More Old Et Ceteras
I had always liked The Who, but my preference was for their catalogue from `65's My Generation up to `71's Who's Next. After 1971, The Who's material was pretty hit and miss for me. Aside from a couple of tracks , the double record offerings on 1973's Quadrophenia never really grabbed me. Actually, there have been times where I felt a certain amount of antipathy toward the album.
I am just about finished Ian Rankin's second to last Rebus novel, Naming of the Dead. (I have Exit Music waiting for me in my bag) In the book, without giving much away, Rebus attends a funeral where "Love Reign O'er Me" is played at the end of the ceremony. I have always liked that song and the subsequent mentions of the album and discussions about The Who versus The Rolling Stones got me interested to hear the album again. And then I started having the urge to hear "The Real Me", so I popped by Audiopile (my favourite used store) and grabbed the album.
Quadrophenia will never become my favouite Who album, but I have grown into it. Songs like "Bell Boy" don't grab me at first but get interesting once further along. I can appreciate Quadrophenia now on a different level then I could have hoped to as a teen.
I had Japanese "sour plumb" in a maki roll today for the first time in a long time. Umeboshi is actually more like an apricot and is quite salty and sour. It falls into the catagory of tsukemono, Japanese pickles, which I also quite like. If you go for sushi, the most common (and perhaps only) form of tsukemono is the oshinko roll. (pickled daikon)

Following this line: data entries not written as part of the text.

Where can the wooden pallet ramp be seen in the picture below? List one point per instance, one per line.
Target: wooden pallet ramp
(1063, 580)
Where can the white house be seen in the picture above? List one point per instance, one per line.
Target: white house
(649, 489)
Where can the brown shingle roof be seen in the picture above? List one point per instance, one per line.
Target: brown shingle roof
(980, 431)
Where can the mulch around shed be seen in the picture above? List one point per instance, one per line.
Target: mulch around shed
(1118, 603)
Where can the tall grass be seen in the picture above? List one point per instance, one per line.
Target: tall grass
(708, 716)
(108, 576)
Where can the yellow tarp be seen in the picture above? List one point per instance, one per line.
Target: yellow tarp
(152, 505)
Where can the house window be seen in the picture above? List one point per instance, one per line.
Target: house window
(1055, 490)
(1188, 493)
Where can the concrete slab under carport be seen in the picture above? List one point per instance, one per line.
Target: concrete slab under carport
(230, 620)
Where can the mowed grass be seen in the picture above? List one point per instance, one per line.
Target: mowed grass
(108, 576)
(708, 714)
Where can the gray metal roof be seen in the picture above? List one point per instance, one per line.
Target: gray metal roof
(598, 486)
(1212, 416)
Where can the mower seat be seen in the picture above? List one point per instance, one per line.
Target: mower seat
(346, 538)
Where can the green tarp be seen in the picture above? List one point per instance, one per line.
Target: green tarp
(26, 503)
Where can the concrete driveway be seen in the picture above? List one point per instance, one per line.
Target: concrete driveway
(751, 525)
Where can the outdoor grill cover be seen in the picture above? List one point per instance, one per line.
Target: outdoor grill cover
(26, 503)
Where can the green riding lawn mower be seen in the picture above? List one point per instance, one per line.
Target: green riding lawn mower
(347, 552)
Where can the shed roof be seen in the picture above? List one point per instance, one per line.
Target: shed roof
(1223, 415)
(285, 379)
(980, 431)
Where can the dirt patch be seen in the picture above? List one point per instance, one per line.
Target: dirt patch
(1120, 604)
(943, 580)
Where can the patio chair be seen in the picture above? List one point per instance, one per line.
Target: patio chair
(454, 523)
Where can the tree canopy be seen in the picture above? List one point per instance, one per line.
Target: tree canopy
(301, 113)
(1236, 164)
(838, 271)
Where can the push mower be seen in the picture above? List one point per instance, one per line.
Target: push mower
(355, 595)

I need to learn how to make Japanese food for myself. I'd change my diet completely.
A Mind For Invention
I ran into a friend recently and he told me something I was not aware of. He was going to rip my old band's anthology (Hypernode, A Mind for Invention) to his hard drive so he could upload certain tracks to his iPod. Anyhow CDDB (online CD Database) already had the tracks listed and recognise the album. It was a bit of a shock for him, that something so obscure and of dubious quality would be found on the database, but it was a pleasant shock. I imagine I have either Trent Ernst or Ken Goudswaard to thank for that, so thank you one and all.